International news attests to the blatant injustices and the end of an international legal order built in the aftermath of the disasters and atrocities of World War II. Major powers, such as the United States, Russia and China, through their postures and actions, have slowly but surely neutralized the principles of international law by not respecting them. Among the small but powerful states, Israel is the best example of a country that has considered itself above international law since its occupation of the Palestinian territories: The UN system has adopted more than hundred resolutions condemning Israel since 1947; they have never been implemented. The most recent calls for an immediate ceasefire in present hostilities.
“There can be no double standards when we speak about human rights. The rights of one group of people are not higher than that of the other,” said UN High Commissioner for Human Rights, Volker Türk. He added: “The rules apply equally to everyone.” The decline of respect for human rights and the principles of international law is not recent but the crisis has reached a new peak through the forced, massive displacements of the populations of Karabakh (Artsakh) and Gaza.

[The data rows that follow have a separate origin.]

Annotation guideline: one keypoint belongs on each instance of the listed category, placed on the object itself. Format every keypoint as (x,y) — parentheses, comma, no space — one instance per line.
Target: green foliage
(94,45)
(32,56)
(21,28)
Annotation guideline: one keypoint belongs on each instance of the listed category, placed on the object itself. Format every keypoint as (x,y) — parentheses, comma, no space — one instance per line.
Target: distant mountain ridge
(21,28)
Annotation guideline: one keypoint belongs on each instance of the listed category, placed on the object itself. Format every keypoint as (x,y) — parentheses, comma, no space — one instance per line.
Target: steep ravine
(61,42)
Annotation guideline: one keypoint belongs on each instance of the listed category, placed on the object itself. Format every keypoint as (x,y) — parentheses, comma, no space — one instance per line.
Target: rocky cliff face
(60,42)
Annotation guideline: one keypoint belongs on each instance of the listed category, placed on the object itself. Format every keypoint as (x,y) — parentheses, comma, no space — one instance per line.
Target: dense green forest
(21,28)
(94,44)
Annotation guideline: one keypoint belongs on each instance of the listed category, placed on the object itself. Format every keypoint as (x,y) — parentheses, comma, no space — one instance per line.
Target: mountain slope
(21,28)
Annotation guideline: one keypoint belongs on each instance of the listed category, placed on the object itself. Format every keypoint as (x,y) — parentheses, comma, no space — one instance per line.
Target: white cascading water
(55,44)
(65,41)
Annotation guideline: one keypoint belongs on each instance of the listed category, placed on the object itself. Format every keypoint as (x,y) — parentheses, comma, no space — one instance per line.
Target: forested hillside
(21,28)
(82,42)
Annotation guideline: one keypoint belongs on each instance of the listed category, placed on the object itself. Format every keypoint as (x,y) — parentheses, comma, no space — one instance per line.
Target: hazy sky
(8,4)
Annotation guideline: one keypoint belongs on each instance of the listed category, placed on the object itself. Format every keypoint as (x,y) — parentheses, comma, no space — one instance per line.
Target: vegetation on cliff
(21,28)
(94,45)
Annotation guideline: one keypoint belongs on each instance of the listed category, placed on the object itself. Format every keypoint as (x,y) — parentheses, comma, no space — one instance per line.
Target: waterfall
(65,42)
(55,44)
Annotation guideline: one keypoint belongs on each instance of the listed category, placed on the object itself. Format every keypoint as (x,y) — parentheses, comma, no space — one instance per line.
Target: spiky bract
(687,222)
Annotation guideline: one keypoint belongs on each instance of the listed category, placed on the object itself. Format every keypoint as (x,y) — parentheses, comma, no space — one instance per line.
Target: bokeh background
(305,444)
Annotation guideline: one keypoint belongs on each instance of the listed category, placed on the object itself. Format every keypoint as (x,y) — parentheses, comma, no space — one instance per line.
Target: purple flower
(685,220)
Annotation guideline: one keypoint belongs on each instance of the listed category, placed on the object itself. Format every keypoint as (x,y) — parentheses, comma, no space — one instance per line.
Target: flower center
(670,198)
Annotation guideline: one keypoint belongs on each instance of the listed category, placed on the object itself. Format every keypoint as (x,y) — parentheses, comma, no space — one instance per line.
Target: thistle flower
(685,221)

It is appropriate to analyze the perspective of the strategic challenges posed to Armenia and the Armenian nation in the light of the current events, geopolitical changes and democratic declines worldwide. This article sets out the reasons why Armenia should adopt a diplomatic strategy of positive neutrality with its various international partners, and what the immediate legal and political challenges are that it faces.
A Disaster Predicted in Karabakh
In an article written at the end of January 2022 (“Autodétermination du Haut-Karabakh: un pronostic engagé ou réservé?” in Haut-Karabakh, le Livre Noir, [Eds. Eric Dénécé, Tigrane Yégavian], Centre Français de Recherche sur le Renseignement (2022)), I concluded that the only realistic solution for Artsakh “could draw inspiration from the experience of the United Nations Interim Administration Mission in Kosovo (UNMIK). Since Russia already is the de facto administrator of security and police in the disputed territories, it would be appropriate for a mandate to be given to Russia by the UN Security Council. This solution would have the advantage of easing immediate tensions, giving adequate time for discussions on the future status, allowing a controlled return of displaced Armenian and Azerbaijani families to their homes, and observing in time the behavior of the communities towards each other. The Nagorno-Karabakh Republic should take advantage of this respite to demonstrate its capacity for self-government. Azerbaijan should use this time to end its policy of institutional hatred and racial discrimination. This transitional stage would be long but inevitable to reestablish trust between the two populations.”
It was specified that the implementation of such a solution depended on three factors: the consent of all stakeholders, the resolution of governance problems in Armenia and the evolution of the regional geopolitical situation.